The advent of ultrasound technology has completely changed the medical diagnostic field due to its non-invasive characteristic. Medical professionals can now observe tissues within the body without having to physically enter the body. This reduces the amount of invasive and risky diagnostic procedures and increases the chances of a correct diagnosis. Some common medical imaging procedures include:
- Sonogram - Ultrasound images of an unborn fetus are used to check for proper development and other characteristics.
- Tumor/cancer diagnosis - Images can be used to examine suspicious masses found inside the body and determine if other treatment is necessary.
- Blood flow - Images can be used to examine the flow of blood through specific vessels and examine if there is any blockage or abnormalities.
- Internal organs - Images can be used to look at the physical shape and movements of internal organs to insure they are working properly.
- Intravascular decompression bubbles

===Oncology treatment===
One characteristic of ultrasound previously discussed is that of attenuation of an ultrasound signal partly due to the conversion of mechanical wave energy to thermal energy. Researchers and doctors have made medical applications to harness this heat conversion and use it in successful medical procedures. Ultrasound energy is a form of therapy being studied as an anticancer treatment. Intensified ultrasound energy can be directed at cancer cells to heat them and kill them. Recent testing has shown that ultrasound can increase the effectiveness of cancer treatments such as chemotherapy and radiation therapy. This procedure is known as heat or hyperthermia therapy. By using the converted heat energy that ultrasound provides, specific diseased tissues can be heated often to temperatures around 41° to 45 °C. This increase in temperature has been linked to improved effectiveness of cancer treatment due to dilation of blood vessels and increased oxygen presence in affected tissues.
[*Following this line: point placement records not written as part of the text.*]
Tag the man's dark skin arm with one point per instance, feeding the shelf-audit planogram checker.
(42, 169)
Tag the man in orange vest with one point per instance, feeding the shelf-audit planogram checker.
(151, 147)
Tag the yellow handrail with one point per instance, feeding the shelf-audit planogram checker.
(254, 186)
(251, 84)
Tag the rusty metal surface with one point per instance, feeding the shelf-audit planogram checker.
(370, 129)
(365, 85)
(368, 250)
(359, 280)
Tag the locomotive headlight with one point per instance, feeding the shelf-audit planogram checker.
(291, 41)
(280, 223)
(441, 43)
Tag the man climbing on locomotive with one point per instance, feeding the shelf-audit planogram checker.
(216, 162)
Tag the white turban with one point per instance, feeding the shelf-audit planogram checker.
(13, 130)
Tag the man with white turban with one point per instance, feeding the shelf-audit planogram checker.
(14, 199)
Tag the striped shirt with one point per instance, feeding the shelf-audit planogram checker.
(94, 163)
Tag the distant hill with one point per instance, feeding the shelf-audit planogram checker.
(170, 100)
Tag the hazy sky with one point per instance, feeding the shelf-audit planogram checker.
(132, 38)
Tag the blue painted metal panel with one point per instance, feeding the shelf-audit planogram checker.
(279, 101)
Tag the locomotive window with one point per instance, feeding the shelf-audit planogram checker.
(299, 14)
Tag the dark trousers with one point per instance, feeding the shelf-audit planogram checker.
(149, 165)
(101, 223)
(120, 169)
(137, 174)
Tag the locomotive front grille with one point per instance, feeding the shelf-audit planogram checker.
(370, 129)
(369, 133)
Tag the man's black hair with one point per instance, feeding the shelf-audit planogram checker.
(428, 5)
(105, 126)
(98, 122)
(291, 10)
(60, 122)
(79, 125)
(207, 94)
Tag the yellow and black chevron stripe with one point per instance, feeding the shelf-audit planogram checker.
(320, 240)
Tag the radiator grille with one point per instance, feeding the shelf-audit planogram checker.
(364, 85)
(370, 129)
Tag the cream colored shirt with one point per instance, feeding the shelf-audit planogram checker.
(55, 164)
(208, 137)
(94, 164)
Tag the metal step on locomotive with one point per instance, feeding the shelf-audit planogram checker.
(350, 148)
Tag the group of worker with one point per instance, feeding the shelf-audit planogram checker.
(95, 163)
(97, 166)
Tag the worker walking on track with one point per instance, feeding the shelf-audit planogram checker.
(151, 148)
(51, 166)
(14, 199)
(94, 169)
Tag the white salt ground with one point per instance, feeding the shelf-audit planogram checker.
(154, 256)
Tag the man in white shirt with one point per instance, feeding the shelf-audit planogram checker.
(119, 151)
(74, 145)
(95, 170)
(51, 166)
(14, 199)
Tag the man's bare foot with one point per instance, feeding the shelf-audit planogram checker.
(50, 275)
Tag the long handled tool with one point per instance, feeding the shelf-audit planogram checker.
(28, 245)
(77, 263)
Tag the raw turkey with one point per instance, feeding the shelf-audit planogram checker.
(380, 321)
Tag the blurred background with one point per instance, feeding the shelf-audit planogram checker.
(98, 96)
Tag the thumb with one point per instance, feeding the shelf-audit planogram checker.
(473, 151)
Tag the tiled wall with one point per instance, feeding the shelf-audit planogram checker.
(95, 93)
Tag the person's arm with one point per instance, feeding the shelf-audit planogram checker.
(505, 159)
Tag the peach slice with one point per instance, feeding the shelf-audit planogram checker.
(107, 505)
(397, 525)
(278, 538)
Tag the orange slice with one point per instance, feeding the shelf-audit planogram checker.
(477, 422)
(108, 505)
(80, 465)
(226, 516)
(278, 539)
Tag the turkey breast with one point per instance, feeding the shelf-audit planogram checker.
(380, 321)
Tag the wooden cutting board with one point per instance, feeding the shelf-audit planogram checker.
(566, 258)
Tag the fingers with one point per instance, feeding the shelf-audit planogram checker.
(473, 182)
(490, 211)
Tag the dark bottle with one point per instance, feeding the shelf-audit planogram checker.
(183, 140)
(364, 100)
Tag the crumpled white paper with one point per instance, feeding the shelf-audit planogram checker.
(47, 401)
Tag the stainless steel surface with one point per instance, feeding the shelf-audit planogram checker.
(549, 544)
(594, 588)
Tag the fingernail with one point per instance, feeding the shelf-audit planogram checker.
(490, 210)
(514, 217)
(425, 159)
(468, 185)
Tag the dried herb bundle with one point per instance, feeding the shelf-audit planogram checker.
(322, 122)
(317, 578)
Another new treatment called high intensity focused ultrasound (HIFU) takes advantage of the thermal energy characteristics of ultrasound. HIFU uses an ultrasound device that is able to precisely focus ultrasound waves at a target tissue or specific group of cells. At the focus of this ultrasound energy, the temperature can reach excesses of 80 °C which results in nearly spontaneous coagulative necrosis or cell death without harming neighboring cells. This treatment greatly expands the ability of doctors to be able to destroy cancer cells noninvasively. Currently, many test are being carried out to determine the effectiveness of the treatment on different tissues, but testing has already shown promising results in the field of prostate cancer.

===Phacoemulsification===

Phacoemulsification is a cataract surgery method in which the internal lens of the eye which has developed a cataract is emulsified with the tip of an ultrasonic handpiece and aspirated from the eye. Aspirated fluids are replaced with irrigation of balanced salt solution to maintain the volume of the anterior chamber during the procedure. This procedure minimises the incision size and reduces the recovery time and risk of surgery induced astigmatism. It is best suited to relatively soft cataracts, where the ultrasonic energy required is moderate.

==Sources==
- "Heat Therapy" , American Cancer Society, Inc, 3 July 2011. Retrieved 14 November 2012.
- Hussey, Matthew, PhD "Physics of Ultrasound" in Diagnostic Ultrasound. New York: John Wiley and Sons, 1975. 12–46.
- Kennedy, J E (2003). "High intensity focused ultrasound: surgery of the future?"
- Lutz, Harald T. (2006). "Manual of Diagnostic Ultrasound in Infectious Tropical Diseases"
- Moran, Michael J., Howard N. Shapiro, Daisie D. Boettner, and Margaret B. Bailey. "Energy and the First Law of Thermodynamics" in Fundamentals of Engineering Thermodynamics, 7th ed., New York: Wiley, 2011, page 55.
- Nave, Carl, "Audible Sound", HyperPhysics, Georgia State University, 2012. Retrieved 14 November 2012.
- "Ultrasound" in Bronzino, Joseph D. (ed) Medical Devices and Systems, 3rd ed. Boca Raton, Florida: CRC/Taylor & Francis, 2006. 14-1-4-40. The Biomedical Engineering Handbook.